OLD ORCHARD BEACH (AP) – This seaside tourist town is working with a Portland real estate broker to find a buyer for The Ballpark, the decrepit stadium that was home in the mid-1980s to the highest level of minor league baseball.

The challenge will be to find the best use for the property, which includes a 53-acre parcel, rather than simply try to receive the highest price, said real estate agent and land use planner Mark Malone of Malone Commercial Brokers.

Old Orchard Beach Town Manager Jim Thomas was hired last summer in part to oversee the redevelopment of the property. He jokingly refers to it as the Old Orchard field of dreams, but most long-term residents would more likely describe it as something of a nightmare.

The Ballpark, which was built in the midst of great hopes, is widely viewed as a monument to poor decision-making by the Town Council. After a resident donated the land for $1 in 1973, the town underwrote the construction of the stadium in the early 1980s to attract a minor league baseball team.

It was home field to the Maine Guides and the Maine Phillies until the team left town for Pennsylvania, leaving Old Orchard Beach with a 6,000-seat concrete stadium and the remainder of a $2.3 million, 20-year loan.

“It’s a sad state of affairs,” Thomas said of the expensive infrastructure that has more recently hosted an annual haunted house and fire department training exercises. It was also used for rock concerts, until neighbors complained about noise and traffic.

Town residents will have to ratify whatever redevelopment plan the Town Council and Malone’s agency come up with.
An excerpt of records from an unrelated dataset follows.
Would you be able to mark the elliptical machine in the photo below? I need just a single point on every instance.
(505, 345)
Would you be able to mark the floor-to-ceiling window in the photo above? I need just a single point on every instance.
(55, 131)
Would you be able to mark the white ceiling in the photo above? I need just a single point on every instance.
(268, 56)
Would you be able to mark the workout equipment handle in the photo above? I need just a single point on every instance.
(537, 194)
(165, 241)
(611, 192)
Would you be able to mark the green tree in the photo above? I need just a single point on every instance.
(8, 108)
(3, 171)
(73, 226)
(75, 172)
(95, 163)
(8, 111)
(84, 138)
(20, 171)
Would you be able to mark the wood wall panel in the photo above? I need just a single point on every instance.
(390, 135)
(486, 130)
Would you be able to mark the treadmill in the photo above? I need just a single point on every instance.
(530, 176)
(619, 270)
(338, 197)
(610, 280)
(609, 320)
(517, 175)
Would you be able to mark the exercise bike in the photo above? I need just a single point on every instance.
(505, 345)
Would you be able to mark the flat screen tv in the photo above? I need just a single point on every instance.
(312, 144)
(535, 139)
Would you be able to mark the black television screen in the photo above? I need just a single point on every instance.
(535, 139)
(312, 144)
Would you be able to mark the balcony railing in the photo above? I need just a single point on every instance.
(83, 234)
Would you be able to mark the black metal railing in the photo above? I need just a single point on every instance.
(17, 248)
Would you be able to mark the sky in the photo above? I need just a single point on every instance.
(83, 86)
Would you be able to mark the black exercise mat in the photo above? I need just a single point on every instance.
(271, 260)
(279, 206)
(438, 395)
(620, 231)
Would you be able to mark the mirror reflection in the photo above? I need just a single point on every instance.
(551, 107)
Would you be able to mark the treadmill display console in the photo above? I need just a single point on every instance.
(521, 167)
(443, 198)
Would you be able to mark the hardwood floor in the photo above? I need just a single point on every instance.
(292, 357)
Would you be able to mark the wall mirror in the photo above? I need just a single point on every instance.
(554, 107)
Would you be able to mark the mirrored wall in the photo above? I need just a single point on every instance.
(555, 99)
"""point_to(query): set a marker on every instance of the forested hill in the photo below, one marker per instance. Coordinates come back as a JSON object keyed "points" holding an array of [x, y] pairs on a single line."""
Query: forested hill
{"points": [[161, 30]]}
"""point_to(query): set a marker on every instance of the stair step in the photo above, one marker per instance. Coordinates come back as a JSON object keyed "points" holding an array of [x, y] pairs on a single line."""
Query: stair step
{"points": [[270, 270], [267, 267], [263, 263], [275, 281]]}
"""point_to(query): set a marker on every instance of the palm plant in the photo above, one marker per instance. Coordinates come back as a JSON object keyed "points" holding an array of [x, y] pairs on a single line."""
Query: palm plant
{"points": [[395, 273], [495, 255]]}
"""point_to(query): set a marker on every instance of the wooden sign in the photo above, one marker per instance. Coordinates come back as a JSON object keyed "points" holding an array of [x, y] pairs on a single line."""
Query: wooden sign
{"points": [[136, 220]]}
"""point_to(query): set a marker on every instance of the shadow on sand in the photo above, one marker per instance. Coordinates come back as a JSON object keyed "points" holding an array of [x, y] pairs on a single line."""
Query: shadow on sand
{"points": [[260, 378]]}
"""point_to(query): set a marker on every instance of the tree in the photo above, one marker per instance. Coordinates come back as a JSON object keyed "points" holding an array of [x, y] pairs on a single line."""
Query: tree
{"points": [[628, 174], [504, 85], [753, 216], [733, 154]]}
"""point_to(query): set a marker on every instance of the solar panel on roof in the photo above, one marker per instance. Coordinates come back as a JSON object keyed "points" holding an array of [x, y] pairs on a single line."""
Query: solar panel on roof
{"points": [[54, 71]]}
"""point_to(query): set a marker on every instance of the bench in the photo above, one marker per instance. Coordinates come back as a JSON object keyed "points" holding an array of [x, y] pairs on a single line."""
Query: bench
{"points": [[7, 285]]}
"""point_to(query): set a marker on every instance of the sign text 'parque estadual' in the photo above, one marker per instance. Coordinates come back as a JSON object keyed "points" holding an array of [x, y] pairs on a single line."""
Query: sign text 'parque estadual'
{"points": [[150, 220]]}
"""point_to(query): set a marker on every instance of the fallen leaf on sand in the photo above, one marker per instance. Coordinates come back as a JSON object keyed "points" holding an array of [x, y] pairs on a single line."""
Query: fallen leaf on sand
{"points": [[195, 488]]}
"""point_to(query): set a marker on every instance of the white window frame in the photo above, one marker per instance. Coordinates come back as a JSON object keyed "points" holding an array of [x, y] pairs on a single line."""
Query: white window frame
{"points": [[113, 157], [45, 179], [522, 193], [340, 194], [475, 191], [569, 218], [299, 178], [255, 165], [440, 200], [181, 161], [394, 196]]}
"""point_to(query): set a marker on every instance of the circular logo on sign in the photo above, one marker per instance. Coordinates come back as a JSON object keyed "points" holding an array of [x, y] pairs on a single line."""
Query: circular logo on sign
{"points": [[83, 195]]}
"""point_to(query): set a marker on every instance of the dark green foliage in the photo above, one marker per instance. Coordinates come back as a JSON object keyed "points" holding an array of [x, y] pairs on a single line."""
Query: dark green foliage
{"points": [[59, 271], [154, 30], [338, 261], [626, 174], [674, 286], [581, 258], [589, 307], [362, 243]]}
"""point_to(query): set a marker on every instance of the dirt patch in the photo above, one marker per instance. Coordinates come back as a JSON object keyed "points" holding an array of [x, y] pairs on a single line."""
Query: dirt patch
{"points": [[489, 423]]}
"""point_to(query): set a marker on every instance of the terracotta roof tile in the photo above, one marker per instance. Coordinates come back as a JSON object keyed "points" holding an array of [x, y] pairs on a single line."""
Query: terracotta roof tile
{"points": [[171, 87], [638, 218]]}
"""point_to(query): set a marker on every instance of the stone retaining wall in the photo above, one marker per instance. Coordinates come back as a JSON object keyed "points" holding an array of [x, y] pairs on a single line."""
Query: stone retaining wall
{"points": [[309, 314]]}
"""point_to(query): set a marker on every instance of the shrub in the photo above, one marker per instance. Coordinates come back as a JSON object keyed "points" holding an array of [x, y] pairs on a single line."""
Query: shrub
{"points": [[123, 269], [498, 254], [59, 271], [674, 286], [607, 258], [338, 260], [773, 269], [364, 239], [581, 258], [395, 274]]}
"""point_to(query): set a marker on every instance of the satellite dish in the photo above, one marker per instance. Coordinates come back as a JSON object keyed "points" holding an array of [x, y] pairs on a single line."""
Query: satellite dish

After the council’s original decision to create the stadium, the Old Orchard Beach town charter was changed so the council cannot buy or sell real estate without voter approval.

Thomas says the vote on what to do with the property could be as early as November.

Ideas for the large plot of land east of Old Orchard Beach High School include condominiums, office space and residential housing, according to Thomas. There is also the option of merging it with an adjoining 50 acres the town owns east of Dirigo Drive and selling a larger parcel.

The town manager stresses that the town would gather residents’ input at planned community meetings before drawing up any blueprints for development. Too often in the stadium’s history, townspeople have been left out of the planning process, he said.

Malone says he has already been contacted by several land speculators interested in buying and holding the land, but this wasn’t the sort of deal the town wanted to make.

“The town will be better off to give the property to somebody who would put a $30 million to $40 million project there than to sell it for $3 million to $4 million to somebody who’s just going to sit on it,” he said.